Updated Dec 8, 2021 - Technology

Instagram's boss faces Congress' questions on harm to teens

Photo illustration of the US Capitol building shining a light in Adam Mosseri’s eyes.

Photo illustration: Shoshana Gordon/Axios. Photo: Matt Winkelmeyer/Getty Images for WIRED

The head of Instagram called for the creation of an industry body to develop best practices for protecting youngsters online during his first appearance before Congress, as Big Tech faces blowback from lawmakers over tech's harms to children.

Why it matters: Republicans and Democrats have found common ground in grilling tech companies on how their products harm children, especially after revelations in The Wall Street Journal about Instagram's potential harm to the mental health of teen girls.

Driving the news: In opening remarks before the Senate Commerce consumer protection subcommittee, Instagram head Adam Mosseri highlighted research that found more U.S. teens are using TikTok and YouTube than Instagram as he pressed for industry-wide solutions.

  • He suggested an "an industry body" that will determine best practices when it comes to safety concerns including how to verify the age of users, how to build age-appropriate experiences and how to build parental controls.
  • "This is an industry-wide challenge that requires industry-wide solutions and industry-wide standards," Mosseri told lawmakers.

Ahead of the hearing, Mosseri announced changes Instagram is making to better protect young users, including launching the Take a Break option for a user that's been scrolling for a certain amount of time and building a feature that will nudge teens toward different topics if they've been dwelling on one.

  • The company also announced that it plans a March launch for tools parents can use to see — and limit— how much time their kids spend on Instagram.

The other side: The Senate subcommittee, led by chairman Richard Blumenthal (D-Conn.) and ranking member Marsha Blackburn (R-Tenn.), has delved into how online platforms can harm kids' mental health as part of a series of hearings this fall.

  • Blumenthal dismissed the changes Mosseri announced, calling the parental controls the "bare minimum" and saying there are no effective warnings or notices to parents when their children are spiraling into eating disorders, bullying or self-harm.
  • "Parents and children need more power, more effective tools to protect themselves on the platform," Blumenthal said at the hearing, promising legislative action.

The big picture: Protecting children online is the rare area where lawmakers have successfully passed legislation, albeit decades ago, through the 1998 Children's Online Privacy Protection Act, or COPPA.

  • That law requires websites to get parents' consent before collecting data about users under 13 years old.
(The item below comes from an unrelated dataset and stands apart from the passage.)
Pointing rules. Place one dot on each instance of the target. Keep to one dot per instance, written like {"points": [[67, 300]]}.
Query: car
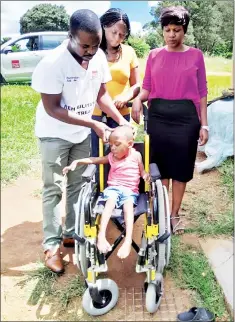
{"points": [[20, 55]]}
Critics say the Federal Trade Commission has failed to aggressively enforce the requirements and argue the rules should apply to teens as well.
  • "COPPA is still the only commercial online privacy law the United States has," Jeff Chester, executive director of the Center for Digital Democracy, told Axios. "Once you turn 13, in the United States you no longer have any protections."

Yes, but: Some tech companies argue that children are going to use their products anyway, so it's better if they offer services that are meant for children, such as the now-paused Instagram Kids idea.

  • YouTube, which faced an FTC fine for COPPA violations in 2019, has different services and products for younger users, including YouTube Kids, Made for Kids and Supervised Experiences.

Meanwhile, the Facebook research publicized by whistleblower Frances Haugen and real-world experience have demonstrated the limits of the COPPA rules.

  • The United Kingdom has developed its "Age Appropriate Design Code," a set of 15 standards online services must adhere to meant to protect the best interests of children online, such as setting the highest-privacy setting as default.
  • Lawmakers including Sen. Ed Markey (D-Mass.), who authored COPPA when he was in the House, have also introduced legislation to update the rules.

Reality check: Observers aren't expecting big revelations from the hearing, but rather for it to add momentum to the push for new legislation.

  • "The fundamental issues that Instagram and Facebook face relate to their business model," Jim Steyer, founder and CEO of Common Sense, told Axios. "And Adam Mosseri is not going to get up in front of the Senate and promise to change the business model."

The bottom line: "So far Congress has shown they're all bark and no bite when it comes to regulating the online industry, even for kids," the Center for Digital Democracy's Chester told Axios.

  • "If there's one opportunity for bipartisan legislation, it should be protecting kids and teens online."

Editor’s note: This post has been updated with new details throughout.